SecretEPDB: a comprehensive web-based resource for secreted effector proteins of the bacterial types III, IV and VI secretion systems

Abstract

Bacteria translocate effector molecules to host cells through highly evolved secretion systems. By definition, the function of these effector proteins is to manipulate host cell biology and the sequence, structural and functional annotations of these effector proteins will provide a better understanding of how bacterial secretion systems promote bacterial survival and virulence. Here we developed a knowledgebase, termed SecretEPDB (Bacterial Secreted Effector Protein DataBase), for effector proteins of type III secretion system (T3SS), type IV secretion system (T4SS) and type VI secretion system (T6SS). SecretEPDB provides enriched annotations of the aforementioned three classes of effector proteins by manually extracting and integrating structural and functional information from currently available databases and the literature. The database is conservative and strictly curated to ensure that every effector protein entry is supported by experimental evidence that demonstrates it is secreted by a T3SS, T4SS or T6SS. The annotations of effector proteins documented in SecretEPDB are provided in terms of protein characteristics, protein function, protein secondary structure, Pfam domains, metabolic pathway and evolutionary details. It is our hope that this integrated knowledgebase will serve as a useful resource for biological investigation and the generation of new hypotheses for research efforts aimed at bacterial secretion systems.

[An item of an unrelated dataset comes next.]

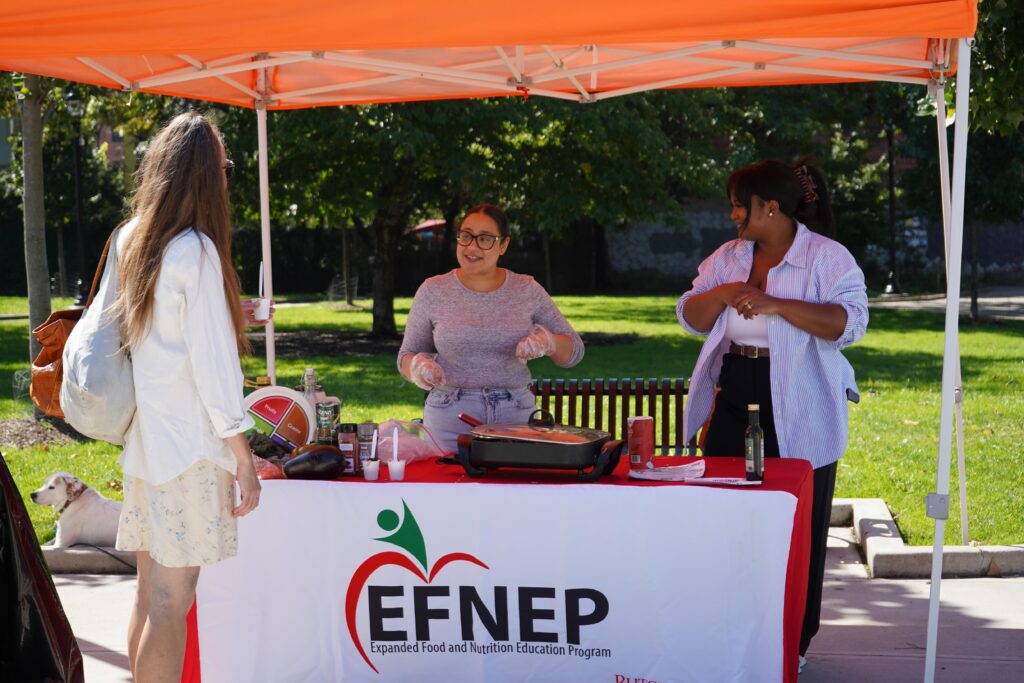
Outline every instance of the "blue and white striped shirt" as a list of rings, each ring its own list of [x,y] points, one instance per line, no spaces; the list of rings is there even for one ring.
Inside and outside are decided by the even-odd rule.
[[[691,297],[727,282],[746,282],[754,243],[732,240],[700,264],[693,288],[679,297],[676,317],[690,334],[703,336],[683,317]],[[846,450],[847,400],[860,394],[853,367],[840,349],[860,340],[868,326],[864,273],[846,247],[797,223],[796,238],[785,258],[768,271],[765,291],[780,299],[839,304],[846,309],[846,328],[836,341],[816,337],[782,316],[768,316],[771,349],[772,408],[779,452],[803,458],[815,467],[836,462]],[[728,351],[725,315],[718,316],[697,358],[684,412],[689,441],[711,413],[714,387]]]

Figure 1. Flowchart of the data collection process in SecretEPDB.

Figure 2. Statistical summary of collected entries currently in SecretEPDB.

(A) Distribution of effector protein entries according to the original resources used; (B) Distribution of entries from UniProt and NCBI protein database.

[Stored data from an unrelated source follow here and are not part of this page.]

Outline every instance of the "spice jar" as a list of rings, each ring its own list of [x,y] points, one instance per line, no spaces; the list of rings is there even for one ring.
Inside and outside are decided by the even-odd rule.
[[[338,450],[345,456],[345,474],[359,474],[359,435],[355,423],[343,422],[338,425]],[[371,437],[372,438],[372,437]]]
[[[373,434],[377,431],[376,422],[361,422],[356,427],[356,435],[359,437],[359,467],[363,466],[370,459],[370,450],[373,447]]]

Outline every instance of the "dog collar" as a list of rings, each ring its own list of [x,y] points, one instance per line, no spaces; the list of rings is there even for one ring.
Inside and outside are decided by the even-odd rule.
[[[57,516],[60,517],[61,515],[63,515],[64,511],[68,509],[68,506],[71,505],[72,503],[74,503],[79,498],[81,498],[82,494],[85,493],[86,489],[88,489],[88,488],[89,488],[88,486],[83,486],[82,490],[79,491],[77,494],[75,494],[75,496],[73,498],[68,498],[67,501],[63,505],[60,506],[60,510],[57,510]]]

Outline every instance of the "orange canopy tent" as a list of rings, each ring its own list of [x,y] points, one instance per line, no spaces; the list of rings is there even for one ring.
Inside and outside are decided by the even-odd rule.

Figure 3. Distribution of collected entries according to bacterial species.

(A) Distribution of the entries from the three dominant bacterial species; (B) Statistical analysis of the entries from the top eight bacterial species.

Figure 4. Sequence logos showing the amino acid conservation and preference in T4SEs.

Sequence Logo plots of the indicated number of residues in the N-terminal (A) and C-terminal (B) regions of the collected sequences of T4SEs from Legionella pneumophila. The x-axis represents residue numbers, and Amino acids above the x-axis are favoured while those underneath the x-axis are disfavoured at the corresponding positions. Note that because of the mechanism of protein synthesis, the N-terminal position of a bacterial protein can only ever be methionine (M), isoleucine (I) or leucine (L), with M being vastly the most common.

Figure 5. Examples of search options available in SecretEPDB.

(A) Search option with UniProt ID or SecretEPDB ID; (B) Search option with a number of keywords, including protein name, mutation and species.

Figure 6. Output of the sample search against SecretEPDB using UniProt ID “Q7CQD4” as the query.

The results are displayed and organized by different annotation categories, including protein detailed information, sequence alignment, protein structure, multiple sequence alignments, Pfam domain, disorder region prediction, disorder picture, protein mutation and metabolic/signaling pathway.